Duration per Session
This KPI is important because it allows the creator to measure how long a person is engaged with the content. If the content is long and in-depth, expect longer sessions. However, it should not be too long because the users want to get straight to the point.
This is the best way to critically adjust the content so that the users stay for the allotted time required.
Another important aspect of these sessions is how long users are staying on a certain page and how many they visit. If it’s a content-heavy site that intends to inform the user with multiple pages, dividing the amount of time spent on each page is crucial for SEO. This way, it informs the creator of how far the users will read and what may need to be condensed.

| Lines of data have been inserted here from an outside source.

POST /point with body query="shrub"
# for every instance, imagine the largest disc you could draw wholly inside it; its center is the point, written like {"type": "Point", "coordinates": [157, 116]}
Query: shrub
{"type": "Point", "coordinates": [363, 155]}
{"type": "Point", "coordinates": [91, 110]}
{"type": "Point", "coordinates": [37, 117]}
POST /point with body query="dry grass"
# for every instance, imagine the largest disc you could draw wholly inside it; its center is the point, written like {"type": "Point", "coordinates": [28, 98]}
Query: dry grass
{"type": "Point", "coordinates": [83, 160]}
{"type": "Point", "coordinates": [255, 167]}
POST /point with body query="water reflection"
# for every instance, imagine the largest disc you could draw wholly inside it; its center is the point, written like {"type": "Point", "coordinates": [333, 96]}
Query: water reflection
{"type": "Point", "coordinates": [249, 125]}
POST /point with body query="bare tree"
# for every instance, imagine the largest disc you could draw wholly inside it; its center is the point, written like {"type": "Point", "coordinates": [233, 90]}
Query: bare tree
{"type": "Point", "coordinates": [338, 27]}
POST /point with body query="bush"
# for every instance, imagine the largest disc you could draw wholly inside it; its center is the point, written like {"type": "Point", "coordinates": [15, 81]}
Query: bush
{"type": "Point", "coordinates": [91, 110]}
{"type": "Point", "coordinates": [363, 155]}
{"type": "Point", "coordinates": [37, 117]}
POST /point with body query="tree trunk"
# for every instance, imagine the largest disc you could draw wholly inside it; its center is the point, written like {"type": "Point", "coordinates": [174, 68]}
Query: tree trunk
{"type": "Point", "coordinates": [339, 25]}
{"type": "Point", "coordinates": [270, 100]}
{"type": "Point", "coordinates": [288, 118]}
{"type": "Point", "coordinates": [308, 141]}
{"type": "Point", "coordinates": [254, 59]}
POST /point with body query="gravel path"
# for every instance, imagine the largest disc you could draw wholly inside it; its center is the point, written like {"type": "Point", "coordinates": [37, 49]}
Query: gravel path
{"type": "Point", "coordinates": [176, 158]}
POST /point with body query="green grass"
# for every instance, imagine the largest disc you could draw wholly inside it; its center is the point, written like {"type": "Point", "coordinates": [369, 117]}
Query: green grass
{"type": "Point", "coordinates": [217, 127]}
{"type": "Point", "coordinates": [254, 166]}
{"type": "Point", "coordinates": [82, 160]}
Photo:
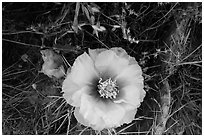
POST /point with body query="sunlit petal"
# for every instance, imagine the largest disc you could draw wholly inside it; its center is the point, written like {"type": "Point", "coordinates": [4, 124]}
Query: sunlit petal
{"type": "Point", "coordinates": [109, 61]}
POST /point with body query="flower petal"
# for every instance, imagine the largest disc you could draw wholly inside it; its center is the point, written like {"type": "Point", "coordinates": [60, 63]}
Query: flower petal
{"type": "Point", "coordinates": [83, 70]}
{"type": "Point", "coordinates": [88, 114]}
{"type": "Point", "coordinates": [108, 61]}
{"type": "Point", "coordinates": [94, 110]}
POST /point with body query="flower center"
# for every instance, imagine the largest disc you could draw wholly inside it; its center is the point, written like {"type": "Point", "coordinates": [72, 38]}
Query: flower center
{"type": "Point", "coordinates": [108, 88]}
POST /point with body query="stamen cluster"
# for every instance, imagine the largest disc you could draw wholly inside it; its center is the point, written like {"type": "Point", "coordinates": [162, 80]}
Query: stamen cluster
{"type": "Point", "coordinates": [108, 88]}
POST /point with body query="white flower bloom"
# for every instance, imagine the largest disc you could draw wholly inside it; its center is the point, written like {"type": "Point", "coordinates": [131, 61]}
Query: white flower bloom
{"type": "Point", "coordinates": [105, 87]}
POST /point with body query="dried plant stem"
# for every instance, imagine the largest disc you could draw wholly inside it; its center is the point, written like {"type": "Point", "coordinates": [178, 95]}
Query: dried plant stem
{"type": "Point", "coordinates": [165, 104]}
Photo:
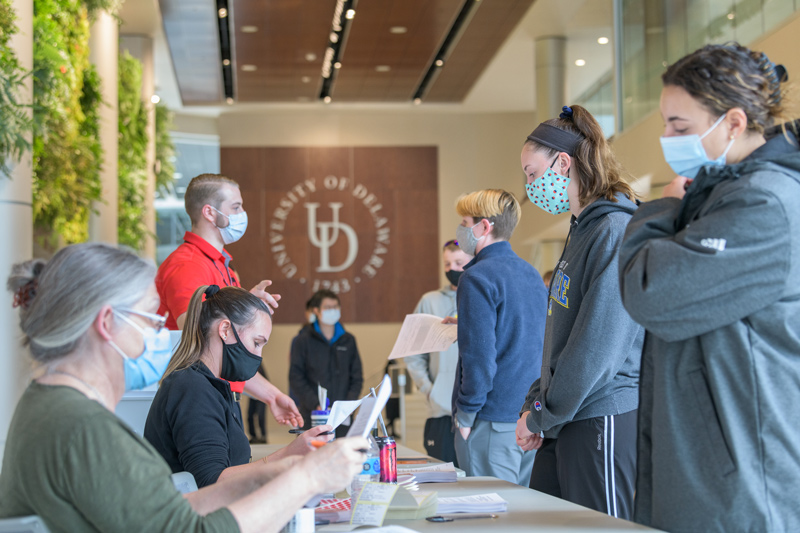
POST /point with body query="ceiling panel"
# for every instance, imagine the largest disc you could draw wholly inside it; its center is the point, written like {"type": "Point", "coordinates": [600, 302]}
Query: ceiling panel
{"type": "Point", "coordinates": [193, 37]}
{"type": "Point", "coordinates": [491, 24]}
{"type": "Point", "coordinates": [371, 44]}
{"type": "Point", "coordinates": [287, 30]}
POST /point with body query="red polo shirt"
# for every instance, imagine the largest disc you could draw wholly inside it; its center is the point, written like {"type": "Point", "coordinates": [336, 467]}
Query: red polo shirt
{"type": "Point", "coordinates": [193, 264]}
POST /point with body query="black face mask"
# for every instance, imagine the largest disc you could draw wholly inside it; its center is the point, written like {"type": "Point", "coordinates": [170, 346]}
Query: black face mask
{"type": "Point", "coordinates": [453, 276]}
{"type": "Point", "coordinates": [238, 364]}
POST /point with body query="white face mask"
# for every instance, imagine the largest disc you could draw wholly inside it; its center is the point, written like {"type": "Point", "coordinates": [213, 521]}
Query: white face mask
{"type": "Point", "coordinates": [330, 316]}
{"type": "Point", "coordinates": [237, 225]}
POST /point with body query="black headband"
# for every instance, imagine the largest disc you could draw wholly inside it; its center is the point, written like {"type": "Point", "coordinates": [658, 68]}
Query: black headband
{"type": "Point", "coordinates": [555, 138]}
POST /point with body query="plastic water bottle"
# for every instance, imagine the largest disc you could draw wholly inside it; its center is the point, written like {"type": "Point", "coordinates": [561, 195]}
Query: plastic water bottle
{"type": "Point", "coordinates": [371, 470]}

Increase in keyword rankings
If a person searches for a certain keyword that a website has a high volume of, that site will rise to the top of the results page. Therefore, keywords are crucial to tracking the production of a website as they hold a majority of the power that controls the results page.
Keyword ranking is an essential KPI because it is what users and clients correlate with SEO success. They want to see their site rank first, and it can’t do that if there is not a high volume of specific keywords.
Conversions and leads
Once other search KPIs have been implemented, it’s important to take action once users land on the site. A lead that converts a message to a sale or action by a potential customer will need to be generated.

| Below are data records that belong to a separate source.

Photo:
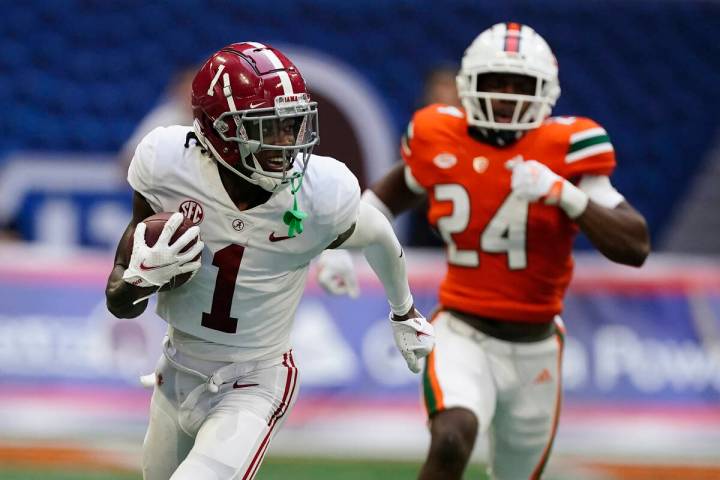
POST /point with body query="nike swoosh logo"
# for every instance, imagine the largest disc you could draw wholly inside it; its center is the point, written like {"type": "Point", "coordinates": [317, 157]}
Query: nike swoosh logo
{"type": "Point", "coordinates": [273, 238]}
{"type": "Point", "coordinates": [155, 267]}
{"type": "Point", "coordinates": [244, 385]}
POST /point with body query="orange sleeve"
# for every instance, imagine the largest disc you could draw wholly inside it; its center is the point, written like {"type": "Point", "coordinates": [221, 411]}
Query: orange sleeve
{"type": "Point", "coordinates": [421, 143]}
{"type": "Point", "coordinates": [589, 150]}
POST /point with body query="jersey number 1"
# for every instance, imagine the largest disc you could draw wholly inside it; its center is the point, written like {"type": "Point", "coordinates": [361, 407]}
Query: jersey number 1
{"type": "Point", "coordinates": [505, 232]}
{"type": "Point", "coordinates": [228, 262]}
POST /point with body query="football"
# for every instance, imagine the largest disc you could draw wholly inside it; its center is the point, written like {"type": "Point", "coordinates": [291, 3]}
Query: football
{"type": "Point", "coordinates": [155, 224]}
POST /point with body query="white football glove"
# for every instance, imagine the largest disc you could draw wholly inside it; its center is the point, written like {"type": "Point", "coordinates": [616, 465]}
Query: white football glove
{"type": "Point", "coordinates": [532, 181]}
{"type": "Point", "coordinates": [415, 338]}
{"type": "Point", "coordinates": [336, 273]}
{"type": "Point", "coordinates": [157, 265]}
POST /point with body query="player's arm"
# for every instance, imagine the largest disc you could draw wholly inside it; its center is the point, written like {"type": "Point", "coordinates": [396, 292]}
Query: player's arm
{"type": "Point", "coordinates": [615, 228]}
{"type": "Point", "coordinates": [134, 279]}
{"type": "Point", "coordinates": [119, 294]}
{"type": "Point", "coordinates": [373, 234]}
{"type": "Point", "coordinates": [392, 194]}
{"type": "Point", "coordinates": [620, 233]}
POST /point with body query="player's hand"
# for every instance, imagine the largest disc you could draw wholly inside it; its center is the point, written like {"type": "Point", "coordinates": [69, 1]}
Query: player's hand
{"type": "Point", "coordinates": [336, 273]}
{"type": "Point", "coordinates": [533, 181]}
{"type": "Point", "coordinates": [157, 265]}
{"type": "Point", "coordinates": [414, 337]}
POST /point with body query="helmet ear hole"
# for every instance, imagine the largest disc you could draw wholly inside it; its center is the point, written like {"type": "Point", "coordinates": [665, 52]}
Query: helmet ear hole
{"type": "Point", "coordinates": [253, 146]}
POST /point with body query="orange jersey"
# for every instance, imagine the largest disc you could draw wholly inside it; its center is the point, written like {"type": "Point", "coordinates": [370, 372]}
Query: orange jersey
{"type": "Point", "coordinates": [507, 258]}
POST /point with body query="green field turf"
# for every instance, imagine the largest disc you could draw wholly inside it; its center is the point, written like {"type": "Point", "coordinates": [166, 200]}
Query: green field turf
{"type": "Point", "coordinates": [272, 469]}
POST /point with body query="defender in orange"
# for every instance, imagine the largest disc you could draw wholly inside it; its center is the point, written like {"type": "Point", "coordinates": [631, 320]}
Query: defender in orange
{"type": "Point", "coordinates": [508, 188]}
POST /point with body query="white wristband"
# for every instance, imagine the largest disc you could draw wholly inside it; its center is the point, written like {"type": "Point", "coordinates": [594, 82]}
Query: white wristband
{"type": "Point", "coordinates": [404, 307]}
{"type": "Point", "coordinates": [573, 200]}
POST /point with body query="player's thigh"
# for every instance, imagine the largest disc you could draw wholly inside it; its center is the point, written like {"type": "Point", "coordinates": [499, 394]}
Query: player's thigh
{"type": "Point", "coordinates": [166, 444]}
{"type": "Point", "coordinates": [457, 373]}
{"type": "Point", "coordinates": [234, 438]}
{"type": "Point", "coordinates": [526, 420]}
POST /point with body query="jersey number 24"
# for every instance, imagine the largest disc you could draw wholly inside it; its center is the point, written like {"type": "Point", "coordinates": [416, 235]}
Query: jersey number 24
{"type": "Point", "coordinates": [505, 232]}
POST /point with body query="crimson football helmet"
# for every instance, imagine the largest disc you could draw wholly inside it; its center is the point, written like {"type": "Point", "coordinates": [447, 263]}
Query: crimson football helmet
{"type": "Point", "coordinates": [245, 94]}
{"type": "Point", "coordinates": [509, 48]}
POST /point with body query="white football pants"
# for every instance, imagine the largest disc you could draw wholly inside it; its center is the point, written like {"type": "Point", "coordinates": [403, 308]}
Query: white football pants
{"type": "Point", "coordinates": [513, 388]}
{"type": "Point", "coordinates": [215, 436]}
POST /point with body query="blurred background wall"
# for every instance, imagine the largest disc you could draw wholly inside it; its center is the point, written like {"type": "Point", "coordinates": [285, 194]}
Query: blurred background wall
{"type": "Point", "coordinates": [78, 80]}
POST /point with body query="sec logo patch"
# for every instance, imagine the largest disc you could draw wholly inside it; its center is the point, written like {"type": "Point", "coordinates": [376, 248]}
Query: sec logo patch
{"type": "Point", "coordinates": [445, 160]}
{"type": "Point", "coordinates": [192, 210]}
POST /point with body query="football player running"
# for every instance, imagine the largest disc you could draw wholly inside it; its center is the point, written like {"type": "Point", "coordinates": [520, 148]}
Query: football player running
{"type": "Point", "coordinates": [264, 207]}
{"type": "Point", "coordinates": [508, 189]}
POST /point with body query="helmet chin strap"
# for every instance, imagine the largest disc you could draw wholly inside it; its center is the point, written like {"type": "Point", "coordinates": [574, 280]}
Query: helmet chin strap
{"type": "Point", "coordinates": [269, 184]}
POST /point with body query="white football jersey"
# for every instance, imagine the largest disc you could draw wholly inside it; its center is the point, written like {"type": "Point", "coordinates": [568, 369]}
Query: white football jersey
{"type": "Point", "coordinates": [241, 303]}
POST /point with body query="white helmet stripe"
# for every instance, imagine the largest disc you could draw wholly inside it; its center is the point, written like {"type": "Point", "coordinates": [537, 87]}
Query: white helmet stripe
{"type": "Point", "coordinates": [275, 61]}
{"type": "Point", "coordinates": [215, 79]}
{"type": "Point", "coordinates": [227, 91]}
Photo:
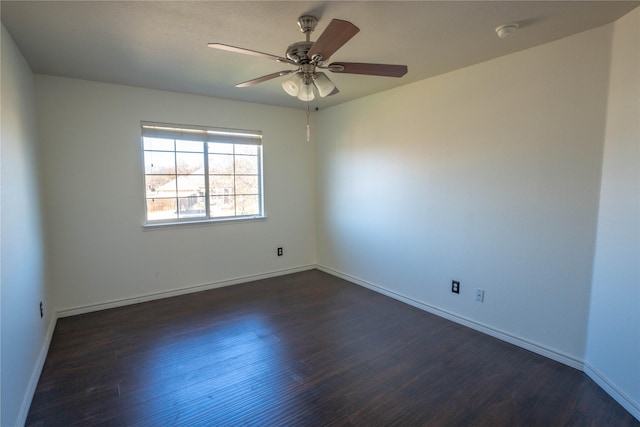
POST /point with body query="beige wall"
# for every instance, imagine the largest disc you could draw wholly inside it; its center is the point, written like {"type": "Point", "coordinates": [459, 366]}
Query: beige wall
{"type": "Point", "coordinates": [613, 350]}
{"type": "Point", "coordinates": [24, 334]}
{"type": "Point", "coordinates": [488, 175]}
{"type": "Point", "coordinates": [93, 174]}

Some examples of leads could be a:
- Newsletter signup
- Registration to an event or webinar
- Completed sale or purchase
- Submitted contact form requesting more information
To improve results for conversions and leads, be sure to focus on conversion rate optimization (CRO). This measures the percentage of users who take the desired action. While doing this, be sure to ask the following questions:
- Can users easily navigate the website?
- Am I clear about the actions I want from the user?

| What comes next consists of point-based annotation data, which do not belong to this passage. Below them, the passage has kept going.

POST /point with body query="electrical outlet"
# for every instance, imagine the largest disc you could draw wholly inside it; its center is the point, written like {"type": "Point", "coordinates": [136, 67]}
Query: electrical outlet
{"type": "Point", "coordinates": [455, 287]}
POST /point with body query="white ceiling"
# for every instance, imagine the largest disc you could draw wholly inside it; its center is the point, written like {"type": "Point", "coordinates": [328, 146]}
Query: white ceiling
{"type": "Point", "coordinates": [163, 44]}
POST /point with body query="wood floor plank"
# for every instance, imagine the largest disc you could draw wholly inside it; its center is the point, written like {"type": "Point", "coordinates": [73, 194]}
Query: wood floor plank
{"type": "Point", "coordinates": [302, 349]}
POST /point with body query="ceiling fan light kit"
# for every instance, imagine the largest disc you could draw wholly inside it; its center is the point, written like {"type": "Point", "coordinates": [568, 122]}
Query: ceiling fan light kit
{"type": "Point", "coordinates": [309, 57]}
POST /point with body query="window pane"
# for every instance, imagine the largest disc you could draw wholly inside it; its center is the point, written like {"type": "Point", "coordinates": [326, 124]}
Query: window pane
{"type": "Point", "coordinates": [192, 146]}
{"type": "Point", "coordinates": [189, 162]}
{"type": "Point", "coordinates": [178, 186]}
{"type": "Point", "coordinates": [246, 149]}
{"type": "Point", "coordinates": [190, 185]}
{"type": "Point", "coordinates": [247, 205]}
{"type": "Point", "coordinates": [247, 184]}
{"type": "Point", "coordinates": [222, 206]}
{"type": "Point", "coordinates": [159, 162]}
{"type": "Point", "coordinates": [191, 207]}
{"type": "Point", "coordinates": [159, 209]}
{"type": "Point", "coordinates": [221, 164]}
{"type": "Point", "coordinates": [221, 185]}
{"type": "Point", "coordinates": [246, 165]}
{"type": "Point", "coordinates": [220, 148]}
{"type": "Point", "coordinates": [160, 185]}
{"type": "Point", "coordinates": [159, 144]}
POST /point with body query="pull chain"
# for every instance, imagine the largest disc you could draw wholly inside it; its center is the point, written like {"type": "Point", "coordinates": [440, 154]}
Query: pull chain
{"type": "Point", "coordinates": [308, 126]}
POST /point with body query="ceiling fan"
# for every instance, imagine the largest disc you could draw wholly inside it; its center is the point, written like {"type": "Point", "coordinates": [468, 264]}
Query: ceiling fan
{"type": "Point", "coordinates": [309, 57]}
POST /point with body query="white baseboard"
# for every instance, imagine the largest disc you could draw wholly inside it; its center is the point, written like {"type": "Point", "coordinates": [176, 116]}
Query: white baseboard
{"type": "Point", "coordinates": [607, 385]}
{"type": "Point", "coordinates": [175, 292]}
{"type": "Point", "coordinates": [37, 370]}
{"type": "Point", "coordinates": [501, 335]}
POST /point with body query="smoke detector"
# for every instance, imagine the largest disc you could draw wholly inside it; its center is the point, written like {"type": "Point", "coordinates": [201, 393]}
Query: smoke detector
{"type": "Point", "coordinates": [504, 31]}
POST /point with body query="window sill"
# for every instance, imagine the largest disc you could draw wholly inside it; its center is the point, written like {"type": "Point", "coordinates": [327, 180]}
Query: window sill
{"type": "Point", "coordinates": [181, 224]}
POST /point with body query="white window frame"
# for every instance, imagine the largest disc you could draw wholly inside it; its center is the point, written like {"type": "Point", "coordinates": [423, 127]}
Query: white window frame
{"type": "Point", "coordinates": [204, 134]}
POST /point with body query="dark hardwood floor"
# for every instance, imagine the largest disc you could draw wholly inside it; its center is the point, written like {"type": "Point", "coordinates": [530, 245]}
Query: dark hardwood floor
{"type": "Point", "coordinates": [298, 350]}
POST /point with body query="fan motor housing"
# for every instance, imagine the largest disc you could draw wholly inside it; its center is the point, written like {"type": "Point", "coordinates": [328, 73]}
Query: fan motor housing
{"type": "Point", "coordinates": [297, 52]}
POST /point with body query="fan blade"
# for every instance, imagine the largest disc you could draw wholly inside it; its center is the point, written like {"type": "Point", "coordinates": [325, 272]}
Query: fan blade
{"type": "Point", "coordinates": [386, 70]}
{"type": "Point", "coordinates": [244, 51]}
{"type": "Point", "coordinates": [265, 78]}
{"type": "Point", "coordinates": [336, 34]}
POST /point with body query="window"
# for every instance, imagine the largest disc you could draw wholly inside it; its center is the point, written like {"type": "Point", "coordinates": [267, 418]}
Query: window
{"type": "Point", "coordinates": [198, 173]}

- Is the content trustworthy and clear?
- Can users easily take action?
If a site has crawl errors, it means Googlebot is having issues accessing the site and reading the necessary content. When a crawl error occurs, it essentially means that a search engine is attempting to access a website, but fails. If the message “ERROR 404 ERROR PAGE (NOT FOUND)” appears on a page, it means that the site has crawl errors and the users can not access it.
To fix a crawl error, take immediate action and test the crawl ability of a page by using the “Fetch as Google” tool in Search Console and select the “fetch and render” option.
Bounce rate is a popular metric used analytically for website tracking and marketing efforts. It tracks the percentage of users who load the page then immediately exit without taking any action.
About half of the average sessions do not have any interaction, with about 40 to 60% being the typical bounce rate. However, this does vary based on the audience a creator is attracting and the content.
The reasons for bounce rates may be because the keyword searched did not exactly match the first search result, it is not easy to navigate, or the user is questioning its trustworthiness/reliability. It is important to ensure the keywords are accurate to the website and included. Also, the website should be well-organized and visually appealing and is not something the intended audience would want to turn away from.
Page load time
No one likes a long wait for a page to load. Long wait times can influence a heavy bounce rate, influencing the user to move on to the next search result. If a site is very slow to load, users are less likely to even look at the other results.
Tools, such as GTMetrix, give you insight on how long it is taking for pages to load. It also represents any underlying issues that could be causing this problem. Additionally, optimizations made to the servers, codes, images, and content can prevent excessive load times.
Users use exit pages for positive gains for the creator, such as exiting a payment confirmation or thank you page, so it is not always a negative to see high exit rates. However, it is important to track where users are exiting from. Exiting from the first page is typically a bad sign that they did not want to stay very long to see the content.
CRO/UX improvements can fix this. To access the exit rate information, use Google Analytics by choosing Behavior Reports > Site Content > Exit Pages. After that, content makers can access the number of raw exits that are taking place on the page.